Researchers at the Children's Hospital Boston, have developed a technique in mice to derive stem cells from a single egg coaxed to divide. The technique of forcing an egg cell to begin division without fertilisation by a sperm cell - known as parthenogenesis - has been achieved before, but the group in Boston has advanced the procedure to derive stem cells that can become many different tissue types for the first time. The team, led by Dr George Daley, first persuaded the mouse eggs to divide, they then used chemicals to force out one set of chromosomes, usually lost during fertilisation. Stem cells were then derived from the dividing eggs which were screened to ensure they shared the same major histocompatability complex (MHC) genes as the donating mother, this ensured that they would not be rejected if transplanted back into the same mouse.

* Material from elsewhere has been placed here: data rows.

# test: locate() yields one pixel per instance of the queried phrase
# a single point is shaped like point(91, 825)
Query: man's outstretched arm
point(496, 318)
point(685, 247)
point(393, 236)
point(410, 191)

The report, published in the journal Science, shows that the new technique can produce stem cells seventy per cent of the time. This is much more efficient than the standard SCNT (somatic cell nuclear transfer) technique that scientists used to clone Dolly the sheep, and have been trying, unsuccessfully, to develop in humans. There are various potential problems with the new procedure, one being that so far, genetically matched tissue can only be produced for the female that donated the egg. Even if the technique could be shown to work in humans, only women of child bearing age could, at this stage, benefit. There are also problems associated with cells derived through parthenogenesis as they have different expression of certain genes as there is no male 'counter' to the maternal copy. Parthenogenetically derived cells have previously been associated with malignancies or abnormal tissue growth.
Daley, commenting on the research noted that, 'Right now this technique is useful for basic research, but we are hopeful that parthenogenetic cells might prove useful for therapies...we'll have to demonstrate the safety and durability of cells derived from parthenogenetic embryonic stem cells before we could imagine any clinical use'.